Opening ritual at Elizabeth Fort for Sounds from a Harbour. Picture: Bríd O’Donovan
Everybody who entered the sold-out Elizabeth Fort for the Opening Ritual of Sounds From A Safe Harbour on Thursday night was given a green wristband and a handful of magic mushrooms. Ok, the fungal gift is an exaggeration, but in truth it mightn’t have been out of place at the first night of the biennial Cork festival.
The brainchild of folklorist Billy Mag Fhloinn felt a bit like Clannad had been spiked by the Rubberbandits and run off to join Spiral Tribe.

Among the early performers in the rain-soaked courtyard of the 17th-century fort is Róis, the Fermanagh drone-princess whose ghost-of-Celtic-past synth-sounds set the ideal atmosphere. And though there was talk of a pagan rave, we also hear snippets of Seán Ó Riada’s mass. “Ag Criost an Siol, Ag Criost an fomhar” (With Christ of the seed, with Christ of the harvest).
A bunch of wonderfully-costumed beings join the fray and a ceremonial flame just about takes purchase in the gusty conditions. “Tá an tine ar lasadh,” chants the druid-like figure on stage. The fire is indeed lit for the fifth incarnation of an event that had kicked off earlier in the evening with an emotional tribute to late Cork musician and festival stalwart Talos (Eoin French).
Up on the ramparts, another masked figure starts ranting. Probably some crusty down from Clare for the weekend? Au contraire, Rodders. It’s actually our very own Academy Award-winner. A few days previously, Cillian Murphy had been questioned on Stephen Colbert’s CBS show about his lack of a strong Cork accent. Here, the Balintemple native turns the Leeside twang up to 11 as he chants the demented words of his fellow-Safe Harbour organiser Max Porter.

“There’s a fuse in you, there’s a dozen fucking ghosts in your pipe,” he screams at a mostly oblivious crowd.

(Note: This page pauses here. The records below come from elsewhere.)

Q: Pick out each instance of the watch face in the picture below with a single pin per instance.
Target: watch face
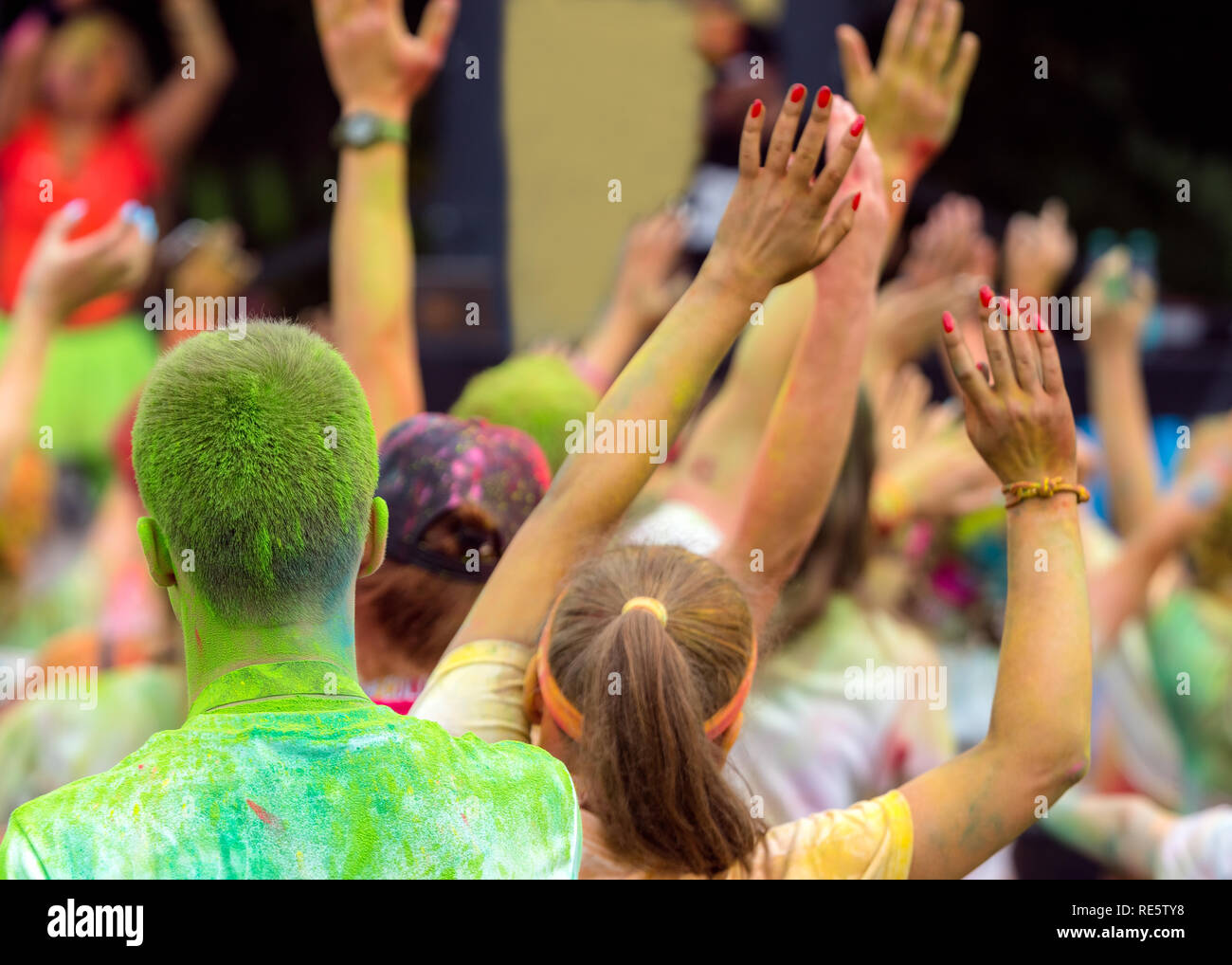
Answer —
(361, 130)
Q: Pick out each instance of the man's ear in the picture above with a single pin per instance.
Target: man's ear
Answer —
(158, 554)
(373, 546)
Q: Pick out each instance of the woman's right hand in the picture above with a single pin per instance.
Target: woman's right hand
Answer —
(1021, 422)
(775, 226)
(62, 275)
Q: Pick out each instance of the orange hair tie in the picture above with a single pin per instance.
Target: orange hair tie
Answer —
(645, 603)
(570, 719)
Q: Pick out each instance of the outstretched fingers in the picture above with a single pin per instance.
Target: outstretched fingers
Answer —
(751, 139)
(436, 25)
(836, 228)
(996, 343)
(785, 130)
(837, 164)
(808, 152)
(971, 381)
(1050, 360)
(1026, 358)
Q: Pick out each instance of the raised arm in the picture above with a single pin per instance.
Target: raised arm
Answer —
(1120, 302)
(1121, 830)
(1039, 736)
(647, 284)
(913, 99)
(380, 68)
(791, 480)
(60, 278)
(1119, 591)
(775, 228)
(181, 106)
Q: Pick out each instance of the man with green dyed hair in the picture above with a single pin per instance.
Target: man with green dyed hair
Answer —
(257, 459)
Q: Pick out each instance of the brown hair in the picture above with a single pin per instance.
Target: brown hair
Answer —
(839, 553)
(419, 608)
(644, 692)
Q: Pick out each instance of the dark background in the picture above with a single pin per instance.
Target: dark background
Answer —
(1136, 99)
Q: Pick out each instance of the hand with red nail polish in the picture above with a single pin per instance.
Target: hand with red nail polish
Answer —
(915, 95)
(1023, 423)
(779, 222)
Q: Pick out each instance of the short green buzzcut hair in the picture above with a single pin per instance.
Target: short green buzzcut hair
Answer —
(258, 454)
(534, 392)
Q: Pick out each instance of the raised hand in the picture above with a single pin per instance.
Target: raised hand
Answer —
(1022, 423)
(1120, 300)
(374, 63)
(649, 282)
(904, 324)
(913, 98)
(1039, 250)
(63, 275)
(863, 177)
(775, 226)
(950, 242)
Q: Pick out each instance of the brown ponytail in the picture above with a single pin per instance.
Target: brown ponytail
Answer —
(644, 692)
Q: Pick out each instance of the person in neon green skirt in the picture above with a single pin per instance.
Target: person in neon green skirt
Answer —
(262, 519)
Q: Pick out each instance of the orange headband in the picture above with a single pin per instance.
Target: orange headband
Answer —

How liberating that brief moment of anonymity must be for a 49-year-old who never looks too chuffed with the celebrity obligations of his craft.
In the wrong hands, the night’s mix of genuine tradition and new-age party vibe could easily descend into misty tweeness, but all concerned here look to be having great fun. That energy flows into the audience.

With a backdrop of pounding beats, rabble-rousing MC’s Dyrt and Súil Amháin add further invocations to the mix before the crowd are gradually left to get into their own groove with a succession of DJs.
The ongoing rain has a few scurrying for the exits as the spectacle element of the show recedes, but this is still a fine example of the creative collaborations Safe Harbour has become renowned for. Festival well and truly open.